Aumann conditions information on trust

Surely sometimes it seems like Aumann agreement should cause people to moderate, right? Like in politics, if you have spent a lot of time absorbing one party’s ideology, and your interlocutor has spent a lot of time absorbing the other party’s ideology, but you then poke lots of holes in each other’s arguments?

I think in this case, learning that there are holes in the arguments your learned from your party may be reason to doubt the trustworthiness of your party, especially when they cannot fix those holes.

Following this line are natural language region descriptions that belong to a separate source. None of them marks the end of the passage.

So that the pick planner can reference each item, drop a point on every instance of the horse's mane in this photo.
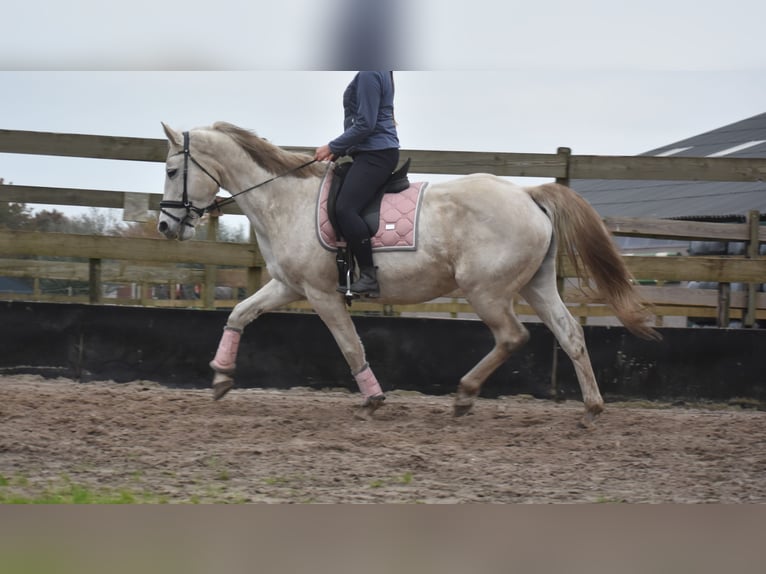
(270, 157)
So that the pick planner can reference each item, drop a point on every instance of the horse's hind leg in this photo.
(509, 333)
(271, 296)
(542, 295)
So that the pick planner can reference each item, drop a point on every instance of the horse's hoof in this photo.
(369, 406)
(220, 388)
(463, 403)
(460, 410)
(588, 420)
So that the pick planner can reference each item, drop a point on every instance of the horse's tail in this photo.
(588, 243)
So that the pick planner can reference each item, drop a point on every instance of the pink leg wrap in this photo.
(226, 357)
(367, 382)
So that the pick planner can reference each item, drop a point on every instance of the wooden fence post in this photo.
(94, 281)
(753, 248)
(724, 305)
(208, 291)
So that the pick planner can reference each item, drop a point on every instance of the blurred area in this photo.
(365, 35)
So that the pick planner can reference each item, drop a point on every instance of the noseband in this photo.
(216, 205)
(185, 203)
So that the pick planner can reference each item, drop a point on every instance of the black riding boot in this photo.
(367, 284)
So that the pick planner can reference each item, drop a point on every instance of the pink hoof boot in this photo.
(371, 392)
(225, 360)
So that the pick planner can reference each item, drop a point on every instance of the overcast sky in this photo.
(599, 76)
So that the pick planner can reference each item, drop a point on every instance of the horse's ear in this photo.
(173, 136)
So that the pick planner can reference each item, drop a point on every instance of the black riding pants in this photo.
(368, 172)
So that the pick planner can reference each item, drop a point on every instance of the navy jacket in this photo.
(368, 107)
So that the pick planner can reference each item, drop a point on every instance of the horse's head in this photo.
(190, 188)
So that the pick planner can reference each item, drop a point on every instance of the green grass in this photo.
(17, 490)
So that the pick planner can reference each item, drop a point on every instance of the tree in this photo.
(13, 215)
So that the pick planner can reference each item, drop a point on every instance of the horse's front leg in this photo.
(332, 310)
(269, 297)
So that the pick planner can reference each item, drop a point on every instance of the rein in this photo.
(216, 205)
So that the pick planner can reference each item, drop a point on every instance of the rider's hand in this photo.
(323, 153)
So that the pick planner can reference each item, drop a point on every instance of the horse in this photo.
(479, 233)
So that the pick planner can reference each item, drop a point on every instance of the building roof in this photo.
(13, 285)
(688, 199)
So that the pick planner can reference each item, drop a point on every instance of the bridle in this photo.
(217, 204)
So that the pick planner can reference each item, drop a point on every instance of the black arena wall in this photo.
(282, 350)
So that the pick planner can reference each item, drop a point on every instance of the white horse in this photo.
(481, 234)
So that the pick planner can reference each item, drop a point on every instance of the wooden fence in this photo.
(148, 263)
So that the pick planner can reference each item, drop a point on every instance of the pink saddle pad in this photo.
(399, 212)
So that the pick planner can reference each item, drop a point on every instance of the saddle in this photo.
(344, 259)
(396, 183)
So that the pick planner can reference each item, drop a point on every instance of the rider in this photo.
(370, 138)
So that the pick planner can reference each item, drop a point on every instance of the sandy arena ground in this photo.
(304, 446)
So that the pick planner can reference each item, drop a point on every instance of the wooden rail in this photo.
(101, 260)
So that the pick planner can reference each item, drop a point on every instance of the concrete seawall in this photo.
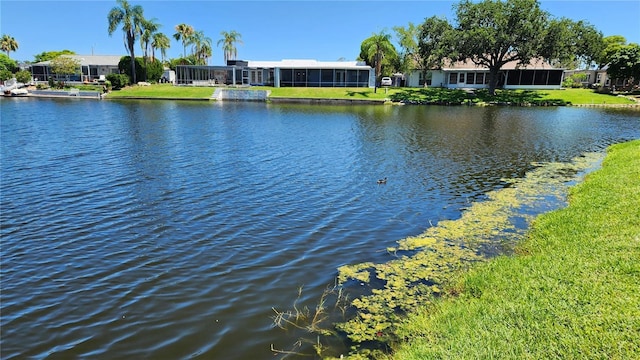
(241, 94)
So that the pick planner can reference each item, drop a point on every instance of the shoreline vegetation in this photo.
(571, 291)
(578, 97)
(565, 287)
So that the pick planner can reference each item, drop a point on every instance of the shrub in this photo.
(118, 81)
(5, 74)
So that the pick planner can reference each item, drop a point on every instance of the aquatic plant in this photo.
(420, 267)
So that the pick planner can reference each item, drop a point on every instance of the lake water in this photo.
(168, 230)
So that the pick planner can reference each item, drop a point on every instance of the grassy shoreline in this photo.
(410, 95)
(571, 293)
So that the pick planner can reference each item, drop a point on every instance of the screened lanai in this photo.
(285, 73)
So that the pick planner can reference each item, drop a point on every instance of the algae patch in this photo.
(485, 229)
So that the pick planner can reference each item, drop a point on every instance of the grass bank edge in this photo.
(571, 292)
(167, 91)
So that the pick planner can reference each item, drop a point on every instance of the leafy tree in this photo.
(625, 64)
(130, 17)
(8, 44)
(436, 43)
(148, 27)
(571, 44)
(409, 56)
(49, 55)
(153, 68)
(7, 64)
(65, 65)
(162, 42)
(228, 42)
(574, 81)
(201, 48)
(184, 33)
(492, 33)
(612, 44)
(378, 51)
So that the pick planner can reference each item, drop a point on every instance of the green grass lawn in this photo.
(584, 96)
(160, 91)
(331, 93)
(434, 95)
(572, 292)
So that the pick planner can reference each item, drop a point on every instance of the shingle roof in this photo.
(308, 64)
(109, 60)
(534, 64)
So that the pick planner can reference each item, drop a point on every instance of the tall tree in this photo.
(376, 49)
(49, 55)
(408, 38)
(492, 33)
(65, 65)
(8, 44)
(147, 28)
(201, 46)
(571, 44)
(228, 42)
(184, 33)
(130, 17)
(436, 43)
(160, 41)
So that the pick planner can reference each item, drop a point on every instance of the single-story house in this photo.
(284, 73)
(92, 68)
(598, 78)
(538, 74)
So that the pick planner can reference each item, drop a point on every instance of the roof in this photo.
(104, 60)
(308, 64)
(534, 64)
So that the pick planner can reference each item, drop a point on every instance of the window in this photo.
(540, 77)
(471, 78)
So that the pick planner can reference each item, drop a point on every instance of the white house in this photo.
(536, 75)
(284, 73)
(92, 67)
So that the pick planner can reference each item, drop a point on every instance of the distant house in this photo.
(537, 74)
(284, 73)
(92, 68)
(598, 78)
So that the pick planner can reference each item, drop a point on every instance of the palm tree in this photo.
(229, 39)
(184, 33)
(201, 47)
(148, 28)
(162, 42)
(374, 49)
(8, 44)
(130, 17)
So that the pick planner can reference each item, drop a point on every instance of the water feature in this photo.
(160, 229)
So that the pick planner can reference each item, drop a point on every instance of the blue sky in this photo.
(271, 30)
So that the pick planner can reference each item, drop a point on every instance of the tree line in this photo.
(492, 33)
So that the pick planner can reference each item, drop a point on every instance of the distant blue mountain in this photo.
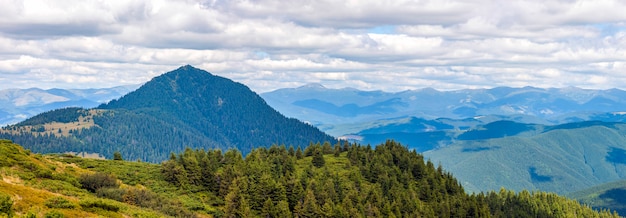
(18, 104)
(350, 111)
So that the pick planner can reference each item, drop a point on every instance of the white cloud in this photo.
(269, 44)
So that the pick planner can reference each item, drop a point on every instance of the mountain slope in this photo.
(18, 104)
(333, 109)
(610, 196)
(274, 182)
(561, 159)
(187, 107)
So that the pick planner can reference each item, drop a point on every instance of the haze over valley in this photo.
(275, 108)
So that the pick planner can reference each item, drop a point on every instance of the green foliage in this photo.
(385, 181)
(117, 156)
(91, 204)
(63, 115)
(318, 159)
(54, 214)
(6, 204)
(187, 107)
(59, 202)
(93, 182)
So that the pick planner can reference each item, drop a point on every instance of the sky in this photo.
(271, 44)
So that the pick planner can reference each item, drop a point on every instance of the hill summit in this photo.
(187, 107)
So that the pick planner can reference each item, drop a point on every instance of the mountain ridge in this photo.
(186, 107)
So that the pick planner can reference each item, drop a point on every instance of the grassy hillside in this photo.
(321, 181)
(560, 160)
(34, 185)
(187, 107)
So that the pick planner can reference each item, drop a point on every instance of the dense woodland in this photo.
(343, 180)
(348, 181)
(187, 107)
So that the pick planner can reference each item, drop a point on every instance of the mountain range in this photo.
(187, 107)
(19, 104)
(348, 111)
(559, 140)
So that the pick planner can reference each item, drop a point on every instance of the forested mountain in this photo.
(19, 104)
(561, 158)
(346, 180)
(187, 107)
(610, 196)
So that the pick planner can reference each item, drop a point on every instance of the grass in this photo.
(43, 185)
(52, 128)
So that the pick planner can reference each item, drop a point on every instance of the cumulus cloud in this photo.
(270, 44)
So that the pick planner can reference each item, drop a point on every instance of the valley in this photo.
(506, 140)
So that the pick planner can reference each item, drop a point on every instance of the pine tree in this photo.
(318, 159)
(117, 155)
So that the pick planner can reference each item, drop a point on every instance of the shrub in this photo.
(93, 204)
(44, 174)
(6, 204)
(59, 202)
(111, 193)
(54, 214)
(93, 182)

Since you Aumann-updated a great deal on your party’s view specifically because you trusted them, this should also make you un-update away from their views, presumably moderating them.

(I think this has massive implications for collective epistemics, and I’ve gradually been developing a theory of collective rationality based on this, but it’s not finished yet and the purpose of this post is merely to grok the agreement theorem rather than to lay out that theory.)

There may also be less elaborate ways in which you might moderate due to Aumann agreement, e.g. if contradictory information cancels out.

A lot of Aumann-updates are on promises, history or universals

Many of the most obvious Aumann updates in my story were about promises; for instance that an interlocutor would provide me a certain transport at a certain time from one location to another.

One might think this suggests that promises have a unique link to Aumann’s agreement theorem, but I think this is actually because promises are an unusually prevalent type of information due to the combo of:

  • People’s capacity to make reliable claims about them.

  • Being useful enough in practice to be worth sharing.

  • Covering a diverse and open-ended set of possibilities.

For instance, if you promise me a sandwich in your kitchen, then you can ensure that your promise is true by paying rent to keep ownership of your kitchen, buying and storing ingredients for the sandwich so they are ready for assembly, and then assembling the sandwich for me when it is time.

Meanwhile, if you tell me that there is an available sandwich in someone else’s kitchen, then because you don’t maintain control over that kitchen, it might cease to be true once we actually reach the time when I need it, so you can’t reliably make claims about it. Furthermore, even if you could, I would probably not get away with taking it, so it would not be useful to me.

You could probably reasonably reliably make claims about certain things you’ve seen in the past, but most of those are not very useful because they happened in the past. For example, while I know from the museum that that guy on the raft fell in the water, I don’t have anything to use it for. That said, sometimes (e.g. to attribute outcomes to causes, or to make generalizations), they are useful.

You can read a physics textbook and do a lot of useful Aumann updates on this, but this is mainly because physics is a “universal” subject, but this also means that it is a closed subject with a bounded amount of information. There can’t be an “alternate physics” with alternate particles and strengths of attraction, unlike the same sense as there can be an “alternate plane company” with alternate flight times.

Promises, history and universals aren’t meant to be a complete taxonomy, it’s just something I’ve noticed.

  1. ^

    It is distinguished through the history of updating from prior to posterior, but the distinction is not “stored” anywhere in the probability distribution, so the beliefs themselves are treated the same, even if their history are different.